Saafir is planning his best year yet

buy and read every title in "The New Lifetime Reading Plan" : Read dozens of major works of literature, poetry, and philosophy over the next forty years. (read all 9 entries…)
Progress on Hume (1 of 133) 4 years ago

I’ve read the first four chapters of this book but I haven’t read any of it this week so far. I should be able to finish my first reading of it by Monday. Then I’ll start a systematic close reading, outlining arguments, raising objections, and finding other comments on the book. I’m considering scheduling reading time every day. As little as fifteen minutes dedicated to reading would push me toward my goal.



Comments:

NinaWills is herself again and is having a great start to 2010 so far.

You seem committed

And I admire your perseverance.
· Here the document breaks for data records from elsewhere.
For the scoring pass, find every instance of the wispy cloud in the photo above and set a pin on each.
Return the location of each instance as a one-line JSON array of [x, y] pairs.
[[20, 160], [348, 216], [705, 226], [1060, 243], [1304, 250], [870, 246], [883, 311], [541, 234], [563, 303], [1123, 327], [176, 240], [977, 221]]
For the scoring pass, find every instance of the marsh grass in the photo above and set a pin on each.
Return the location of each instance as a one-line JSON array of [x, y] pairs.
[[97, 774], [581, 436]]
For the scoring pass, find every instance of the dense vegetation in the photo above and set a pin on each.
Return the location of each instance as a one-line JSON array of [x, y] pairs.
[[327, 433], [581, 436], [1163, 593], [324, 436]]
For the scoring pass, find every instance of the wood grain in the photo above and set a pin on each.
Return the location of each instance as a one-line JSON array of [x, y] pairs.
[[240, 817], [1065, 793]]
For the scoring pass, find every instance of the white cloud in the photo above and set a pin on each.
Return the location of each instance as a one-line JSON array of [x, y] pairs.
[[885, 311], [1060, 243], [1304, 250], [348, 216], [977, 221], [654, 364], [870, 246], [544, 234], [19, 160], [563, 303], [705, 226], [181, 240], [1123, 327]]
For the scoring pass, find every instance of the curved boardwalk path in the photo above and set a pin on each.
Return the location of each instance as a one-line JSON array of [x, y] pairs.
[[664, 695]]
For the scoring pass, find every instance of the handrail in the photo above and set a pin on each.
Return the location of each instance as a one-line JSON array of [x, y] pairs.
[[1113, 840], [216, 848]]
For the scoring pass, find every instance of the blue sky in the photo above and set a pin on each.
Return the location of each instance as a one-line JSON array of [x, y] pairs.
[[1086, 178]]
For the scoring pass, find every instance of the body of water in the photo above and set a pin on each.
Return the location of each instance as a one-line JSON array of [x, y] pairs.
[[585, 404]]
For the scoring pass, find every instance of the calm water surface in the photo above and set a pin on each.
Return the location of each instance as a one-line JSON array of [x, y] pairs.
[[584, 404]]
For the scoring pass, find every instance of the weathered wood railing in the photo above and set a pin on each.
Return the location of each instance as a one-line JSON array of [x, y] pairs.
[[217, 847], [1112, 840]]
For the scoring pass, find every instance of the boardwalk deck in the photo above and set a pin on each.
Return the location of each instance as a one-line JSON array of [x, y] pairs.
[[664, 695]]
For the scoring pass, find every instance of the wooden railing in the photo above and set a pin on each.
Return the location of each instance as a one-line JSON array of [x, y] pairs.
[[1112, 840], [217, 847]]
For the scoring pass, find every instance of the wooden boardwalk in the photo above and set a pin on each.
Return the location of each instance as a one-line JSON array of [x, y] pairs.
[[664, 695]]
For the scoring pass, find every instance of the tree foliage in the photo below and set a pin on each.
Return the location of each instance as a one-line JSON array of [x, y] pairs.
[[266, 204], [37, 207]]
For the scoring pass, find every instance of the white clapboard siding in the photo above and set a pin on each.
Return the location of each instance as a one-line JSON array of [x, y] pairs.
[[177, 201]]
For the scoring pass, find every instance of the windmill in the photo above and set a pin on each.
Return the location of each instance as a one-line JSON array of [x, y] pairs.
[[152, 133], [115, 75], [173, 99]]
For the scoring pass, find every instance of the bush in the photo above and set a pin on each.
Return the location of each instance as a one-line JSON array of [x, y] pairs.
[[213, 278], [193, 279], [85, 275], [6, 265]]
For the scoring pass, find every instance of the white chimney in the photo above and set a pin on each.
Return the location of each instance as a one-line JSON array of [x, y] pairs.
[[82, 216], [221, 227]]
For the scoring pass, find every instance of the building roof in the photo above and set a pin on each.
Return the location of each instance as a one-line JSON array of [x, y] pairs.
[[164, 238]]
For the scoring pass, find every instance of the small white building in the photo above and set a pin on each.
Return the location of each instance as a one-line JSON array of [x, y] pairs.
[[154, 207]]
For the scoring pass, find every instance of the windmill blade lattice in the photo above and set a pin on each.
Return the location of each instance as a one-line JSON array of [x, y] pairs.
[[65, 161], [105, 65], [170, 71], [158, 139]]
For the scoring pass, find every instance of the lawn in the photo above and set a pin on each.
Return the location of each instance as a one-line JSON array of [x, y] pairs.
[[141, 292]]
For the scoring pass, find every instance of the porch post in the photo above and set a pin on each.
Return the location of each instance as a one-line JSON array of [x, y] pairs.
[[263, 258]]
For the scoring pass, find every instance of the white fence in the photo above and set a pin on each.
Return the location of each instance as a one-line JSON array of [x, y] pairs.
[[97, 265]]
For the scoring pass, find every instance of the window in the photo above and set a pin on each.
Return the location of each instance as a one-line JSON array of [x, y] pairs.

I must admit I am intrigued by the title of David Hume’s book. And I’ve never heard of a “Lifetime Reading Plan”. Is that something you coined yourself or is there really such a plan..and if so, how does it work? Hope you could kindly enlighten me. Thanks!

Saafir is planning his best year yet

Thank you

Thanks for your support and interest Nina. At this point, commitment is only a goal. I’ll be able to judge how committed I am in several years. Check back then :-)

No, I didn’t coin the “Lifetime Reading Plan.” It’s a classic book written by Clifton Fadiman that has been around for forty years and gone through four revisions. I’ve decided to cover every book on the list by reading four to six of them per year. I will need lots of persistence and stamina to pull this off, but the rewards will be tremendous.

from the blurb on the cover…

“The Lifetime Reading Plan provides readers with brief, informative, entertaining, and persuasive introductions to more than 130 classics of world literature. Like the books’s earlier editions, all the great works of Western civilization are covered-everyone from Homer to Hawthorne, Plato to Pascal, and Shakespeare to Solzhenitsyn-including epics, novels, and plays, as well as works of philosophy, psychology, politics, petry, history, and biography.

But unlike earlier editions, The New Lifetime Reading Plan goes beyond the traditional Western canon and covers works by many more women, such as Charlotte Bronte, Emily Dickinson, and Edith Wharton-as well as the works of many non-Western writers, including Confucius, Sun-Tzu, Basho, R.K. Narayan, and Chinua Achebe.

Beyond that, the inclusion of a new special section briefly covering 100 additional twentieth century authors, as well as a detailed bibliography, makes The New Lifetime Reading Plan a book that every lover of literature must have.”